Eight security updates are now available from Microsoft that address twenty-three flaws in Internet Explorer (IE), Windows, Framework, .Net, Silverlight and some others under its portfolio.
Out of the eight, two updates are tagged as “critical,” the highest ranking set by Microsoft for serious threats. These two patches are MS11-081 and MS11-078, the former is for Internet Explorer while the latter is for Silverlight and .Net. Microsoft and external researchers all suggest that users should first apply these two.
Jason Miller, from VMware’s research and development team mentioned that MS11-081 must be immediately set up. He noted that IE updates should always be applied at once every time a new one comes out.
The MS11-078 patch comes in next. It involves Silverlight, a MS application framework utilized in online apps and content-intensive sites; and .Net, a Windows-centric software framework.
Miller mentioned that “It’s cross-browser and cross-platform.” The flaw is targeted by hackers wanting to exploit not only IE users but also Mac owners who make use of the Silverlight plug-in in their browser.
Vulnerabilities for Internet Explorer, .Net and Silverlight can be exploited by attackers through luring users to check out websites that are malicious or the so-called “drive-by download” style.
Mac users who are using Silverlight can download and install the latest version of the plug-in from the Silverlight website.
The nCircle Security’s Andrew Storms pointed out that MS11-078 brings in something new from what “we’re used to” bugs because of three distinct attack vectors. The security operations director added that the exploitation of web hosting is also potentially high.
Microsoft mentioned in its bulletin that if it is allowable in your Web hosting environment to upload ASP.NET custom apps then hackers can upload ASP.NET applications that are malicious.
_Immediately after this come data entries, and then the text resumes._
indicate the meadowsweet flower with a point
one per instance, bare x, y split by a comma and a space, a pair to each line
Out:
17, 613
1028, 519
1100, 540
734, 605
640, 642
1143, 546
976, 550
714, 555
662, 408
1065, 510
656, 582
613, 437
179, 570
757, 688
This vulnerability paves the way for creating harmful actions on the server system.
Storms said that it’s typical of Microsoft to bi-monthly patch its browser that is why currently topping the list is Internet Explorer.
Six of the eight updates were rated “important.” This is second in line to Microsoft’s “critical” tag.
Out of the 23 vulnerabilities addressed by Microsoft with its patches, 13 are marked as “important” while nine are pegged as “critical” and one is rated as “moderate.” Fifteen of these 23 bugs are tagged to Internet Explorer while the remaining eight effect one or more versions of the Windows server or certain editions of Microsoft’ client.